ZB MED-Direktor Nelle begrüßt Empfehlung der Wissenschaftsweisen –
Digitalisierung als zentrale Herausforderung für die Zukunft

Die von der Bundesregierung eingesetzte Expertenkommission Forschung und Innovation (EFI) hat in der vergangenen Woche ihr zehntes Jahresgutachten vorgelegt. Die hochrangig besetzte Kommission, welche die Bundesregierung in zentralen Zukunftsfragen berät, empfiehlt darin, die Digitalisierung zur zentralen Herausforderung der kommenden Legislaturperiode zu erklären. Sie verlangt dafür eine Verdoppelung der bisherigen Fördermittel. Der Interimsdirektor von ZB MED – Informationszentrum Lebenswissenschaften begrüßt dies.  

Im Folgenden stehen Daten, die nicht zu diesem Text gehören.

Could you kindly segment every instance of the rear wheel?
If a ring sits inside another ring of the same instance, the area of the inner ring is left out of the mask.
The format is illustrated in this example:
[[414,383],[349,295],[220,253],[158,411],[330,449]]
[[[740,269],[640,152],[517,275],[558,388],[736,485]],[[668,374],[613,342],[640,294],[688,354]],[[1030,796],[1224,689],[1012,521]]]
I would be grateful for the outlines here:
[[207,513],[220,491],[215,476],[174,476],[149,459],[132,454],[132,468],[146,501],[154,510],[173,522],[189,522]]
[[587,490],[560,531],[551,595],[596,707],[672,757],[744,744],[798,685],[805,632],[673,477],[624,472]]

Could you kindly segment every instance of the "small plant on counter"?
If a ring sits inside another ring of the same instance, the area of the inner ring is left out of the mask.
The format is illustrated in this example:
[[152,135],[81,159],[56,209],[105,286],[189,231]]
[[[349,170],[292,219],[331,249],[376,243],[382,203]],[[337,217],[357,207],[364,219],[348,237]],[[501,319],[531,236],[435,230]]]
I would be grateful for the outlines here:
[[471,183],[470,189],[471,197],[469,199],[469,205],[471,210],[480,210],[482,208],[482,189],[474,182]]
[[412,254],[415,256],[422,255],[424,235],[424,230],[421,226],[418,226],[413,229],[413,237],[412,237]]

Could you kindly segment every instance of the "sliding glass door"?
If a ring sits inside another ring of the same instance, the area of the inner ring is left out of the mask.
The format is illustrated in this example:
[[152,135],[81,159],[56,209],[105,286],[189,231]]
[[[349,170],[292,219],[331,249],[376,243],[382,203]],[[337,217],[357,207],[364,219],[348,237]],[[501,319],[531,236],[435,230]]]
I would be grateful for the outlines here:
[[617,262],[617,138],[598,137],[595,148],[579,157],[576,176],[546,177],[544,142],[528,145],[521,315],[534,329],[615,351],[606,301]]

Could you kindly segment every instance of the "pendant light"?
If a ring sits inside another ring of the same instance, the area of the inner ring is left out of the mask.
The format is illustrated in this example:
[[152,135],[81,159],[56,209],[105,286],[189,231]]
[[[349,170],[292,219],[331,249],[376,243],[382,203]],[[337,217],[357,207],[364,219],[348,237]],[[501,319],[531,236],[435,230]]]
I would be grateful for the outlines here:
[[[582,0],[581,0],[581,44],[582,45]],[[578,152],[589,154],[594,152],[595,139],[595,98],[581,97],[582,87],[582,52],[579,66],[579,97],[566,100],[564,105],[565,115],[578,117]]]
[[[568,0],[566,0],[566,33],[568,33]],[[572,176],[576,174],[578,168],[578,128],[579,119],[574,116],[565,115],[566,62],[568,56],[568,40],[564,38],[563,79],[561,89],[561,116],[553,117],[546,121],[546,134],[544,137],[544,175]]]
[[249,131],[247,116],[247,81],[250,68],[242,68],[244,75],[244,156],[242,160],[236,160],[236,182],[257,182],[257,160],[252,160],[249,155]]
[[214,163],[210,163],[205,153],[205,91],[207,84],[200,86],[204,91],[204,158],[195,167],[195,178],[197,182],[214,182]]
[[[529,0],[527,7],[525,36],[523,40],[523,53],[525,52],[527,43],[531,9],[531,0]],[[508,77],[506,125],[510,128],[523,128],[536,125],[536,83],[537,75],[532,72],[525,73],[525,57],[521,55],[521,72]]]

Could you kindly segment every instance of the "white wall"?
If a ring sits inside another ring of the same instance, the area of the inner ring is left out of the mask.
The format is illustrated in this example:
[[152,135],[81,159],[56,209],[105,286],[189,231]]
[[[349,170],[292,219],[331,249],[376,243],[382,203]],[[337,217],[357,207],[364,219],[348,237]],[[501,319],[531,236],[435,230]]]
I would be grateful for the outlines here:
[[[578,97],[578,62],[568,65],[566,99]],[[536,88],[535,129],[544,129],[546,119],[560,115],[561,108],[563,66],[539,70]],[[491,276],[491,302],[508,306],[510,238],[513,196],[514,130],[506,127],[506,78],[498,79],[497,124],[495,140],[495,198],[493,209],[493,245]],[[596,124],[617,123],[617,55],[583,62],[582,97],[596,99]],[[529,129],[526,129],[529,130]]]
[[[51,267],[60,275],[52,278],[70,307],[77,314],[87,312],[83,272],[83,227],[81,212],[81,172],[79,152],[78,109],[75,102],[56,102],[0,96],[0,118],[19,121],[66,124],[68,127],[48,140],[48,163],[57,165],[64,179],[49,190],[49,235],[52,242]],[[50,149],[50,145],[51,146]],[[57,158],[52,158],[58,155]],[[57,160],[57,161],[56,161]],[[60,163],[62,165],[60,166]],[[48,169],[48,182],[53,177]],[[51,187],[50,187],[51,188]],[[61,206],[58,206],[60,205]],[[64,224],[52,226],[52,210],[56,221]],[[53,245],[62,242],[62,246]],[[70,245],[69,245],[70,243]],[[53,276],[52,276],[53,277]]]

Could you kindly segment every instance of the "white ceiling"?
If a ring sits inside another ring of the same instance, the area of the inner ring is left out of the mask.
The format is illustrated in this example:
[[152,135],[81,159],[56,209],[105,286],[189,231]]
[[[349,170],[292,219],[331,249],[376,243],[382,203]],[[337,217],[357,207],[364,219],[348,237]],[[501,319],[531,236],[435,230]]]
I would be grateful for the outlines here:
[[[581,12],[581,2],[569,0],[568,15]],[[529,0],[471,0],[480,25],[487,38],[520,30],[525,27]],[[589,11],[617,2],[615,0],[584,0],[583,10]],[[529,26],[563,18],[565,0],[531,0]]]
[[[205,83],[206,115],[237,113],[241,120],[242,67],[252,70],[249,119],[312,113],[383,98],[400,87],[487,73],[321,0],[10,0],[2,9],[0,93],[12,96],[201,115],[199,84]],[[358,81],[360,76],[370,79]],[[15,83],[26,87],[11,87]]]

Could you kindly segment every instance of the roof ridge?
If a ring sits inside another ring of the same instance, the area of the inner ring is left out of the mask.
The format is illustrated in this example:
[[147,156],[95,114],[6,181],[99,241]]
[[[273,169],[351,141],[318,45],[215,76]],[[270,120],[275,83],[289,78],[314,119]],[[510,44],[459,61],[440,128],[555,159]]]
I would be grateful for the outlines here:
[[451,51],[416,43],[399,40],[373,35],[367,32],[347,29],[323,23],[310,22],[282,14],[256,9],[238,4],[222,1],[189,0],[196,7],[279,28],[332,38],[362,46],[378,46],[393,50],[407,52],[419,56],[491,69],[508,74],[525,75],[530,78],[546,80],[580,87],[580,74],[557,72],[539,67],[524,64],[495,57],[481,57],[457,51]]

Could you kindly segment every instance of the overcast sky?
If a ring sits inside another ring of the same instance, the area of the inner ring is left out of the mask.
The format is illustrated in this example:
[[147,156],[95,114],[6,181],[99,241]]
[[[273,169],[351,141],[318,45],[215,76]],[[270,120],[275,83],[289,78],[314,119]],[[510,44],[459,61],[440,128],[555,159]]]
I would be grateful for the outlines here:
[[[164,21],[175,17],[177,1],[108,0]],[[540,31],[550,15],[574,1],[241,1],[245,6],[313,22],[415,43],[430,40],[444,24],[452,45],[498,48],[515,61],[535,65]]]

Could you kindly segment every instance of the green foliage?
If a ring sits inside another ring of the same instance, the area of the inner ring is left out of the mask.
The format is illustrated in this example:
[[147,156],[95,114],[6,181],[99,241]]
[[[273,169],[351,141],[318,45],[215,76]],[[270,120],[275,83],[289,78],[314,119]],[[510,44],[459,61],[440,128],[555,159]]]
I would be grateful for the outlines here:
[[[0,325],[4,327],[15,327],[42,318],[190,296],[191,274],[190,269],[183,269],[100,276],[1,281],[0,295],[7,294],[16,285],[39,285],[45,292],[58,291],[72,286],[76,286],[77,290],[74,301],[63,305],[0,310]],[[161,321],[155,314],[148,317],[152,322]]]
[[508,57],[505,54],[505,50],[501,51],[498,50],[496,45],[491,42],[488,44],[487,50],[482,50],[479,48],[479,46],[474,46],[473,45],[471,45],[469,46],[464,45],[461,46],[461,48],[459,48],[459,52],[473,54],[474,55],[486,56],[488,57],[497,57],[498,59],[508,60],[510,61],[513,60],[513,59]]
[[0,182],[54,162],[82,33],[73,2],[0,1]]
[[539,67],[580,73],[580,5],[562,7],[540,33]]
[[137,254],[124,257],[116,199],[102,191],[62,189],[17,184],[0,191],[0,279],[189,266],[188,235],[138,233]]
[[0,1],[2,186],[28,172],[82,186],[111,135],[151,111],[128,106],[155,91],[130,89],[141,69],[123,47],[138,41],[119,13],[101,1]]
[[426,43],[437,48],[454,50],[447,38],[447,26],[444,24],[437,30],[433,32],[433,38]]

"Die Wissenschaftsweisen lenken die Aufmerksamkeit auf das Aufgabenfeld mit dem größten und kurzfristigsten Handlungsbedarf," stellt Nelle fest. Er bestätigt die These der Experten, dass neben die Unterstützung und Begleitung etablierter Bereiche im digitalen Wandel auch der Aufbau neuer Stärken treten müsse. Wichtig sei dazu auch die zügige Verbesserung der rechtlichen Rahmenbedingungen. Aus diesem Grund setzt sich der ZB MED-Direktor auch nachdrücklich dafür ein, dass die derzeit diskutierte Reform des Urheberrechts noch in der laufenden Legislaturperiode verabschiedet wird. Abschließend unterstreicht Nelle: "Wenn die Wissenschaftsweisen betonen, dass der Wertschöpfungsanteil von Dienstleistungen gegenüber der reinen Produktionsleistung generell zunehmen wird, so gilt dies nicht nur für die Wirtschaft, sondern noch mehr für die Wissenschaft selber. Daher ist hier aber auch die Wissenschaft selber gefordert. ZB MED leistet seinen Beitrag dazu mit intelligenten wissenschaftsbasierten Dienstleistungen in den Lebenswissenschaften."